He grubbed around in his bag as he progressed past Grand on his way down the Bowery, walking in the glow from the electric showrooms of the many lighting stores fringing the street. He had a few pieces of dried squirrel meat in there, wrapped in plastic and cloth. The hunter, working by touch alone, claimed a small piece and reclosed the wrapping. He bit a morsel off and chewed, slowly and methodically, matching action to footfall. The flavor was somewhere between chicken thigh and rabbit. There was better squirrel to be had farther up the island; the animals in Central Park inevitably took in enough pollution to render their meat blander, and sometimes more bitter, than it really should have been. But it kept him moving, and it kept the saliva flowing, so that he avoided thirst and didn’t deplete his physical reserves.

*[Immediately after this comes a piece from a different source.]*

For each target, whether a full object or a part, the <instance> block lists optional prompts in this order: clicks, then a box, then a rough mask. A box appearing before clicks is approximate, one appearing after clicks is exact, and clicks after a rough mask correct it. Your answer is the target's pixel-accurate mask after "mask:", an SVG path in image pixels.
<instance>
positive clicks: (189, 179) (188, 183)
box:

THE HUNTER awoke gently from a peaceful sleep at the break of dawn, its rosy fingers softly touching his face as he slept beneath a great Central Park cypress by the water. He sat up, cross-legged, silent, breathing deeply as the rising sun warmed him. The hunter then stood, pulled some leaves from the cypress, crushed them in his hand to release their oils, and rubbed them under his armpits to minimize his odor.

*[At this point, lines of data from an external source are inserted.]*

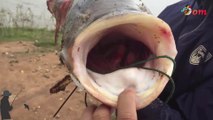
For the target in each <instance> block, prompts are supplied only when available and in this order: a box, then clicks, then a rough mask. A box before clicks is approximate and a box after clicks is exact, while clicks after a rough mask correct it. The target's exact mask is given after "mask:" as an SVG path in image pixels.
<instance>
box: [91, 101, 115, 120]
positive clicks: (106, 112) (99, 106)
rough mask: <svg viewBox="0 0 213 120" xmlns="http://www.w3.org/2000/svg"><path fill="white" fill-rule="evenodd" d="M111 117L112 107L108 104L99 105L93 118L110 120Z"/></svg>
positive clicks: (97, 119)
mask: <svg viewBox="0 0 213 120" xmlns="http://www.w3.org/2000/svg"><path fill="white" fill-rule="evenodd" d="M110 119H111V109H110V107H108V106H106V105H103V104H102V105H101V106H99V107H98V108H97V109H96V110H95V112H94V114H93V120H110Z"/></svg>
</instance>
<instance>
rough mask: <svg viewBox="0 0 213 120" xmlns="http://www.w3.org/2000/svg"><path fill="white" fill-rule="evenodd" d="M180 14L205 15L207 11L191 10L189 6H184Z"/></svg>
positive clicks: (193, 9) (191, 14)
mask: <svg viewBox="0 0 213 120" xmlns="http://www.w3.org/2000/svg"><path fill="white" fill-rule="evenodd" d="M181 12H182V13H183V14H184V15H194V16H195V15H204V16H206V15H207V11H206V10H201V9H192V7H191V6H190V5H186V6H185V7H184V8H183V9H182V10H181Z"/></svg>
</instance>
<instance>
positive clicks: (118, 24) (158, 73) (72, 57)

Walking quietly around the park, he gathered cattail shoots from the water’s edge, lamb’s-quarter leaves, hen of the woods mushroom flesh, a little mountain mint, and wood sorrel, and he returned to his spot under the cypress to eat it with a piece of squirrel meat. He was always careful never to take too much from one plant. He was a hunter, and that meant he never knew when he might have to rely on foraging to live. The moment he allowed himself to believe that the movement of seasons was perfectly repeating and broadly predictable, he would be creating the conditions for his own death.